滋野小学校の北側には八幡神社があります。
神社のそばに泉がわいており飲料水とするため
学校まで鉄管で引いてきてありました。
滋野小学校が創立140周年を迎えることは昨日のブログでお話しました。今日は滋野小学校の移転に伴うお話です。滋野小学校は何度か移転しています。最初は「精業学校」として現在は小諸市になっている東漸寺の南側に設立されたそうです。その後手狭となり、国道18号線の赤岩の信号の北側の丘の上に移転となりました。
明治19年(1886)11月この「精業学校」の地に滋野地区にあった4つの学校が統合し、新たに「滋野小学校」が設立されました。私の父は大正2年生まれですが、生前に学校の西側にある大石沢川を渡って通ったという話を聞いたことがあります。学校には井戸がなく、大石沢川まで水を汲みに行くのが大変だったと言っていました。学校の窓にはガラスが入っていて、当時は珍しかったことから「ギヤマン」(ガラスのこと)学校と言われていたそうです。
その後大正14年(1925)11月、現在地に移転になりました。なぜこの場所になったのか詳しいことはわかりません。ただ学校の北側には地域の鎮守様である八幡神社があり、昔から豊富な湧水があったからだと言われています。私が子供の頃は湧水を鉄管で学校まで引いてきてあり、1年中きれいな水が飲めました。湧水の温度が一定のため、夏には鉄管に水滴がつき、冬にはもうもうと水蒸気が立っていたことを覚えています。
ここからは私の推測です。この地域は昔から水には苦労してきました。田んぼの水が確保できず水争いもたびたび起きていました。そんな中で八幡様の前の田んぼは水には不自由することはありませんでした。学校のすぐ南には村役場があり村の中心地でした。学校は八幡様のすぐ前にできましたので子供たちは八幡様に見守ってもらえます。そんな大切な田んぼをつぶして子供たちの学校を造ったのです。

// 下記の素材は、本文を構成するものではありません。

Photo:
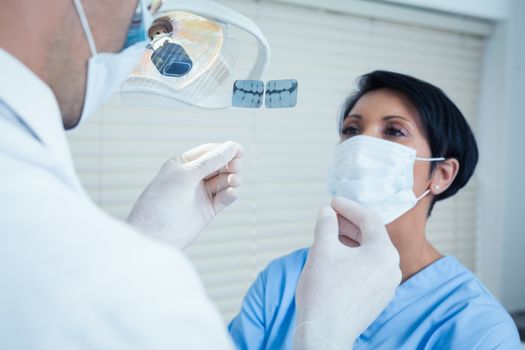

こうしたことを考えると当寺の滋野村の皆さんが子供たちの教育にかけた思いには並々ならぬものがあったことがうかがわれます。村の人々にとって子供たちは希望の星でした。そうした子供たちを教育するにふさわしい環境を整えることに心血を注いでこられたのではないでしょうか。
私は140周年にあたり、子供たちにこうした先人たちの思いを伝えて行きたいと思います。